Like a long, slow exhalation of breath, the air whistles in clear pockets and rings out softly in currents of hope and question.
Much like when you stand high on a hill or a cliff edge – and you catch the near silent sneer of the mighty sky. There’s a solitude born out in the fact that all sources of noise are so far away, way off down below. I am in a tent at the end of a crane. I live in the hall of the mountain king. Each springtime I hear sparrows making a nest in the outer wall of my kitchen near the extractor fan – their rattlesnake tweets as clear as if I am holding them in my hands. Our energy fields conjoined.
At night a bunkered promissory, wholesome emptiness hangs with me up here in the clouds, co-existing alongside a deep-seated whirring whisper born of aggregates. An essence of old solitude: the night breeze on every leaf in every tree within a ten-mile radius. The soulful sigh of ever-so-distant cars on ever-so-distant roads. The coattails of the North Wind as it banks off the foothills of the Pennine mountains and scurries across the moors and down onto the Salford meadows onto which Heartbreak Hill looks out. Giving life to all the wind farms in its path. By daylight, I get to see every step of this story playing out from my north-facing kitchen window. Yet by night a few dozen terraced street lights flicker and the footlights of churchyards and their spires tail off into black nothingness where thirty miles of rolling countryside sit. This in sharp contrast to my east-facing main windows – where the chaotic neon hedonism of city nightlife and glorious human iniquity never lets up.

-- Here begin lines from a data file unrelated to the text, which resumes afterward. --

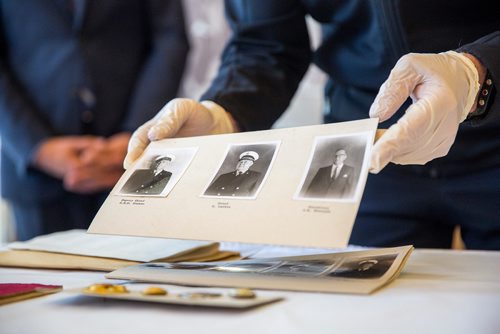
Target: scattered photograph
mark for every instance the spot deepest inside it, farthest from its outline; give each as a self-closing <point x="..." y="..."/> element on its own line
<point x="365" y="267"/>
<point x="243" y="171"/>
<point x="334" y="168"/>
<point x="157" y="172"/>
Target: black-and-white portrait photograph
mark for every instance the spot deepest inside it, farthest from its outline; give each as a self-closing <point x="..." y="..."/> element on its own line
<point x="334" y="168"/>
<point x="366" y="267"/>
<point x="243" y="171"/>
<point x="157" y="172"/>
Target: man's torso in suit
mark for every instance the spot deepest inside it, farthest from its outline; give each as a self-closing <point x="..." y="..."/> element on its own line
<point x="230" y="184"/>
<point x="143" y="181"/>
<point x="323" y="185"/>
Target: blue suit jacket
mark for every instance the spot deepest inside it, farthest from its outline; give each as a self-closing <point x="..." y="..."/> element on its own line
<point x="94" y="67"/>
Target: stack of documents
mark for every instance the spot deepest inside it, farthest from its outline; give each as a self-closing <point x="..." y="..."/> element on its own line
<point x="76" y="249"/>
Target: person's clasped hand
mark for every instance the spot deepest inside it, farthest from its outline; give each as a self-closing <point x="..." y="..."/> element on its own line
<point x="443" y="88"/>
<point x="180" y="118"/>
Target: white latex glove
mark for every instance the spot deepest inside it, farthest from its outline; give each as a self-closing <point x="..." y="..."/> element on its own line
<point x="180" y="118"/>
<point x="443" y="88"/>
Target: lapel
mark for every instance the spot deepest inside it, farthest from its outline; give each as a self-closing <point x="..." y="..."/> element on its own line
<point x="80" y="8"/>
<point x="73" y="12"/>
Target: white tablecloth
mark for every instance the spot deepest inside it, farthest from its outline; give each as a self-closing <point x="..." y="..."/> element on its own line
<point x="438" y="292"/>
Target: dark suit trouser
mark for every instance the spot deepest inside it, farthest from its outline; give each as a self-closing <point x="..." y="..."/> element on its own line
<point x="404" y="208"/>
<point x="67" y="212"/>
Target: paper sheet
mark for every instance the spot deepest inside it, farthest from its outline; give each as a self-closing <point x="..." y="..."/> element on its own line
<point x="78" y="242"/>
<point x="280" y="202"/>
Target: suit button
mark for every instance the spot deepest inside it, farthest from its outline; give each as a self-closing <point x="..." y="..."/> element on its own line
<point x="87" y="116"/>
<point x="87" y="97"/>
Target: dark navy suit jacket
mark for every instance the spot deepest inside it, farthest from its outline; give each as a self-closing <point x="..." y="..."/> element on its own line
<point x="81" y="67"/>
<point x="270" y="51"/>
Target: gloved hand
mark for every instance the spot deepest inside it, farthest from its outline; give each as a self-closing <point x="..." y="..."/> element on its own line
<point x="443" y="88"/>
<point x="180" y="118"/>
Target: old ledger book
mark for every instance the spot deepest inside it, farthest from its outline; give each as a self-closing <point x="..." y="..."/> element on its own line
<point x="297" y="186"/>
<point x="360" y="272"/>
<point x="77" y="249"/>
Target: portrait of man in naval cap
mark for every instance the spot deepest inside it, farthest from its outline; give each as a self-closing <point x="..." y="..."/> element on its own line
<point x="242" y="172"/>
<point x="150" y="181"/>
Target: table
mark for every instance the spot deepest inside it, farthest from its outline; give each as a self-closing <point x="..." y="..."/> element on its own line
<point x="439" y="291"/>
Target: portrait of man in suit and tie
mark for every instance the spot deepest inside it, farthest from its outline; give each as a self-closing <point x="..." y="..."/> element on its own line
<point x="334" y="168"/>
<point x="151" y="181"/>
<point x="336" y="180"/>
<point x="247" y="173"/>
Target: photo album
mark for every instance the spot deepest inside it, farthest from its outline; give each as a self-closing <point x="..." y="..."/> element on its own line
<point x="296" y="186"/>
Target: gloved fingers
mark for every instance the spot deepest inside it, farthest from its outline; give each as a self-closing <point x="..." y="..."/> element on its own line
<point x="137" y="143"/>
<point x="421" y="135"/>
<point x="403" y="138"/>
<point x="171" y="119"/>
<point x="396" y="89"/>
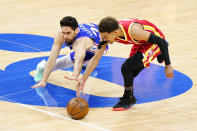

Darkness amplifies the sound. Charges it. Adding a sense of anticipation and emphasising the capricious, pseudo-nautical nature of my residential vantage.
I hang above the city, precariously perched. The quotidian dance of her sights and sounds become me. Inform me. Absorb, reflect and own me. I know her well yet she remains resolutely anonymous. Of all my neighbours, she’s my favourite.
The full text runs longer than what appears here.